Leia mais sobre essa pesquisa clicando aqui.

Outro fato recente, foi a criação de uma equipe de biólogos para liderar uma operação de resgate dos animais que vivem nas ilhas do lago. Um trabalho muito difícil, mas cerca de 220 animais de espécies variadas já foram resgatados.

Desequilíbrio Ecológico

Segundo a pesquisadora Ludmilla Oliveira, bióloga e doutoranda em espécies que vivem na bacia Araguaia Tocantins, a cheia do lago também pode resultar em desequilíbrio ecológico. Levando, assim, a um declínio na população de certos organismos, enquanto outros podem se proliferar, causando efeitos negativos em toda a cadeia alimentar.

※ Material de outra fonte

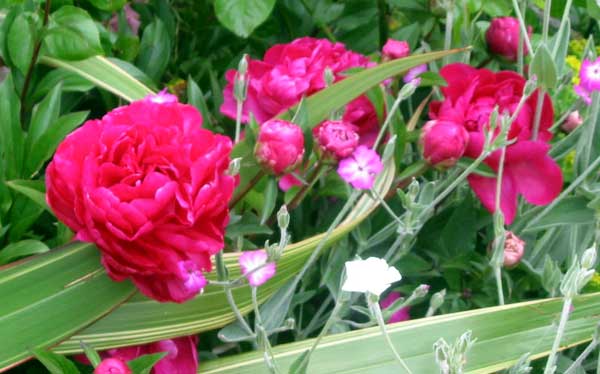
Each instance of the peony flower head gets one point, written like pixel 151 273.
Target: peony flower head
pixel 112 366
pixel 361 168
pixel 150 188
pixel 372 275
pixel 514 248
pixel 393 49
pixel 280 146
pixel 443 142
pixel 336 138
pixel 250 260
pixel 502 37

Outro aspecto significativo é a alteração do regime hidrológico natural. Com o aumento do volume de água, o fluxo dos rios que abastecem os reservatórios dos lagos é afetado, podendo haver um equilíbrio nas condições de oxigenação e temperatura da água.

No lago Serra da Mesa, por exemplo, é comum que os níveis de água variem bastante. Com isso, cenas de vegetações quase desertas, quando na seca, ou cenas de alagamento e destruição de florestas são comuns de se ver. Veja a comparação a seguir:

Imagem da esquerda (1): Lago Serra da Mesa em 2016. Foto: Reprodução/Paulo Schneider
Imagem da direita (2): Lago Serra da Mesa em 2023. Foto: Rui Faquini/Banco de Imagens ANA

A imagem número 1 mostra o período durante a seca histórica do lago em 2016, com capacidade de armazenamento próxima a 6%, cenário desértico, inúmeros caules expostos, alto teor de liberação de gás carbônico, desmatamento em toda a região.

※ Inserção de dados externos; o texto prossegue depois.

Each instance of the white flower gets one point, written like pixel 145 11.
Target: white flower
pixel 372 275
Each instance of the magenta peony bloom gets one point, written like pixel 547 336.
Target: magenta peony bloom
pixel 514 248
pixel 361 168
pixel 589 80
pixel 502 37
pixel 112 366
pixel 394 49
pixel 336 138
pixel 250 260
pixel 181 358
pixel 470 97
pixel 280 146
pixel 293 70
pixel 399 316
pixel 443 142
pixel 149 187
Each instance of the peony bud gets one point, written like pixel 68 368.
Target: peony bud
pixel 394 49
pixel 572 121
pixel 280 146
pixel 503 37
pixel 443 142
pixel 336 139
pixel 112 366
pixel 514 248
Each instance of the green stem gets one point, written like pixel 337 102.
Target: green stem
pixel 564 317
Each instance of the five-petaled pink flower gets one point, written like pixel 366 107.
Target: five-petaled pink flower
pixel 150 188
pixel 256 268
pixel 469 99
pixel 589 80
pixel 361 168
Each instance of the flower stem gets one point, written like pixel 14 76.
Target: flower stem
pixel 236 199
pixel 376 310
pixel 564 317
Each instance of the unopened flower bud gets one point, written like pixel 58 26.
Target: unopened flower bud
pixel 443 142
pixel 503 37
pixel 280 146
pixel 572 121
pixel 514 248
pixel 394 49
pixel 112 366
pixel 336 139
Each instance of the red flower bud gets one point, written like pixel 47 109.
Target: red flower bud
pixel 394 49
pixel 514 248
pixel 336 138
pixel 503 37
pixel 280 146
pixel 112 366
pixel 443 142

Já a imagem número 2 corresponde ao ano de 2023, já com o cenário bem diferente, o altíssimo nível de água avançando para as florestas e diminuindo a área verde.

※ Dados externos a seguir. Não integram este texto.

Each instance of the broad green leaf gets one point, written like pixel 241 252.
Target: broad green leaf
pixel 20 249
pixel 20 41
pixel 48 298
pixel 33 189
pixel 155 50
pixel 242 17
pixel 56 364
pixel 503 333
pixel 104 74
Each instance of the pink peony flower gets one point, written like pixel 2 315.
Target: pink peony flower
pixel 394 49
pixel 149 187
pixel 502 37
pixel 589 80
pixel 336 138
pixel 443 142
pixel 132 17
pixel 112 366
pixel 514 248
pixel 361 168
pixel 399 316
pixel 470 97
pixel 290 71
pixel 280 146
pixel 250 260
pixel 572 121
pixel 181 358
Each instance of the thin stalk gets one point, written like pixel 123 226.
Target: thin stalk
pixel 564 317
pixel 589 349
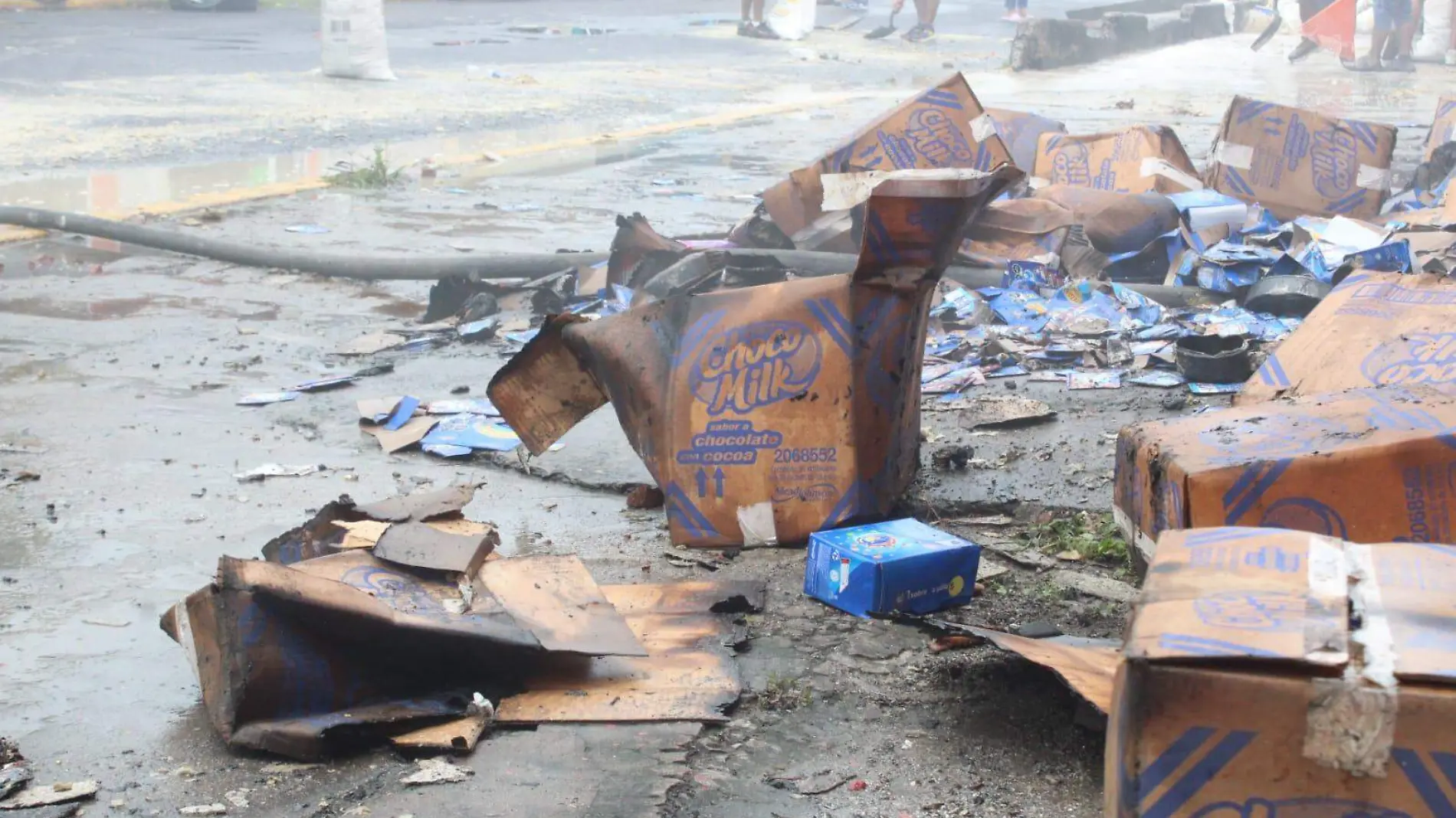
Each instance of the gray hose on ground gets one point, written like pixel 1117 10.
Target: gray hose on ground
pixel 480 267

Consequências Socioeconômicas

Além dos impactos ambientais, as cheias de lagos reservatórios também podem ter consequências socioeconômicas significativas. A inundação de residências ilegais construídas fora dos limites autorizados pela usina Furnas gera prejuízos para os antigos moradores, além de poluir os lagos.

Para José Fagundes, ex-vendedor e morador das proximidades do lago, a pesca também foi prejudicada. “Antes, era mais fácil encontrar os peixes, fácil de acessar a ‘balsinha’ que eu construí, agora eu fiquei um pouco prejudicado, porque eu vendia peixes lá em Uruaçu”, afirma José.

Diante desses desafios, especialistas defendem a necessidade de um gerenciamento mais eficiente e sustentável dos lagos. Para Ludmilla, é de suma importância que essas questões sejam levadas em consideração para a construção de novas usinas.

“É muito importante analisar o quadro de espécies locais, distribuição geográfica dessas espécies, e acompanhar de perto para que casos de mortes em larga escala, ou até extinções não venham a acontecer”, explica a pesquisadora.